| > I haven’t carried keys of any kind for… 6 years at this point? You do you, of course, but I've absolutely relied on physical keys on numerous occasions over the years even when electronic methods exist. Garage door spring broke or power is out, and battery died on your electronic house lock? You're not getting in. Keyless fob ignition car ends up in a very strange state where, even though I have the fob in my hand and the car is running, it won't respond because the doors were locked from the inside by the dog? Happened. Actually had that conversation about the house with my wife when she didn't carry house keys: do you want to find yourself stuck out of the house while the pets freeze or boil because you didn't just carry a damned key? |
How, exactly, would this happen simultaneously? Any reasonable system should alert you when batteries in your locks are running low. Unless you brazenly disregard those warnings (since, the low battery at least on mine means you still have... weeks left of battery), you will always have access. Also, with multiple entry-points into the house, you'd need ALL door locks to have their batteries die simultaneously. And the power to be out. That's a level of redundancy that is just unreasonable.

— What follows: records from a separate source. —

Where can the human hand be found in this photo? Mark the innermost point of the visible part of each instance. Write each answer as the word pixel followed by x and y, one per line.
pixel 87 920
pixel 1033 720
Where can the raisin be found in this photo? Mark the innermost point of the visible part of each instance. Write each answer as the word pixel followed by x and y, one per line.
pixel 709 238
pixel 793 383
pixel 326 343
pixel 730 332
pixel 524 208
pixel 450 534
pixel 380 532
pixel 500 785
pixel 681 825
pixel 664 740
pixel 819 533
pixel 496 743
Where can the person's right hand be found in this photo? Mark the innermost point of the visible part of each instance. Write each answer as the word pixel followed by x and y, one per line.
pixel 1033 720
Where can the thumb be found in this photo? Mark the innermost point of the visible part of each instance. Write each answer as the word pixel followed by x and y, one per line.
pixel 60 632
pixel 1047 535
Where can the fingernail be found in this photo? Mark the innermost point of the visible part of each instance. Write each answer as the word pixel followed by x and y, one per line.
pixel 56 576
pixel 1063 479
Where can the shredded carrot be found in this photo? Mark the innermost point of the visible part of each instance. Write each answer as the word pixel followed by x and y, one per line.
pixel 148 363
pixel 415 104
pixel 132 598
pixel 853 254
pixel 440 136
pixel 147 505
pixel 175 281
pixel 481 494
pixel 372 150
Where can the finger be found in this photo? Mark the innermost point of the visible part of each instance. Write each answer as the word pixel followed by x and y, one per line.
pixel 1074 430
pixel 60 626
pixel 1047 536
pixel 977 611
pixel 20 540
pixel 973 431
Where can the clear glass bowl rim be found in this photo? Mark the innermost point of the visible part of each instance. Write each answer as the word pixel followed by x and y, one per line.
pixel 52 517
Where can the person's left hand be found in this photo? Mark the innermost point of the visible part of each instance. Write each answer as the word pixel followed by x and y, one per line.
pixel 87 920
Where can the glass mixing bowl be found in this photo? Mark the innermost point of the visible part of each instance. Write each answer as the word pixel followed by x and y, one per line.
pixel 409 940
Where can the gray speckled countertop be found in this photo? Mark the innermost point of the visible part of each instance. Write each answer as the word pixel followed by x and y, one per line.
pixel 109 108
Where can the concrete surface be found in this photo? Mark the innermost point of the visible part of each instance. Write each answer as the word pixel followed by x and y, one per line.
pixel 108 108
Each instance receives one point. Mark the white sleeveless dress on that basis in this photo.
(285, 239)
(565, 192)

> Actually had that conversation about the house with my wife when she didn't carry house keys: do you want to find yourself stuck out of the house while the pets freeze or boil because you didn't just carry a damned key?
In what world would your pets die because you got locked out of the house? You should have AC/heating... and in some sort of power outage event (which, also, would require you to not be home either), your pets are certainly not going to freeze/overheat immediately. In such a crazy unrealistic scenario, breaking a window or drilling out a lock is a straightforward solution. But also, that would require so many multiple events to happen simultaneously (to get to needing to break a window) that it will never reasonably happen.